My family made a trip with my luggage and was heading back down the stairs for the second load when she came.┬áCarolyn had long, dark brown hair that I was instantly envious of, a fair complexion, and a sweet, welcoming smile. She walked with a certain grace in her step, the grace of someone who was confident in herself, I thought. She was pretty, I noticed, but I could instantly see that her true beauty was in her personality. She greeted me with enthusiasm and introduced herself to my family. She even hugged me. It threw me off, I was so unused to having people hug me. I knew instantly that any doubts I had about our phone conversations weren’t going to be any problem. I was going to get along with this girl perfectly.

My family had decided to stay for a bit to help me get settled in. I had most of my things unpacked in just about an hour, and┬áCarolyn was keeping my younger siblings entertained. My baby brother, only three years old, looked out the window and exclaimed, “brown church!”. “Brown church” was what he called our church at home because he was practicing colors. I looked out the window where he was pointing and saw nothing but trees all around. “I can’t see it, Jonah. Where is it?” He pointed very emphatically to the line of trees to the right of Rebekah dorm. “Brown church!” he exclaimed. “Oh, yep, I see it. It’s right there!” I lied, but still looking for whatever it was he was seeing. “What color is the roof? You remember ‘roof’? The top? What color?” He thought about it for a moment before saying, “Brown. No. Black. Black roof, brown church.” I scooped him up in my arms and tickled him, all the while praising him for knowing his colors so well. I was going to have to explore the woods and see if I could find that “brown church” he was so insistent upon.

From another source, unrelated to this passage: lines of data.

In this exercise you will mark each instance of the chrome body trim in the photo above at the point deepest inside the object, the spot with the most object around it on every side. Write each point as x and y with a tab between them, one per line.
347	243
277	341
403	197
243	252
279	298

I cried when they left. My oldest little sister shrugged my hug off, while my younger little sister cried and wouldn’t let go. Jonah, being too little to understand, gave me a hug and a kiss and went on without a care in the world. I hugged Mom and Dad good bye, gave them kisses, and turned to my roommate once they had gone. I chocked back tears and smiled my biggest fake smile I could muster. “This is so exciting! I’ve been looking forward to this for months!” Inside me, I was hurting so badly, but the prospect of getting to know my roommate and starting classes the next day was enough to keep me sane for a while. This would pass, I reminded myself. It wasn’t like they’d died or anything. I would see them again, and I could always call. Besides, I could cry tonight once the lights were out. I was an amazing silent crier.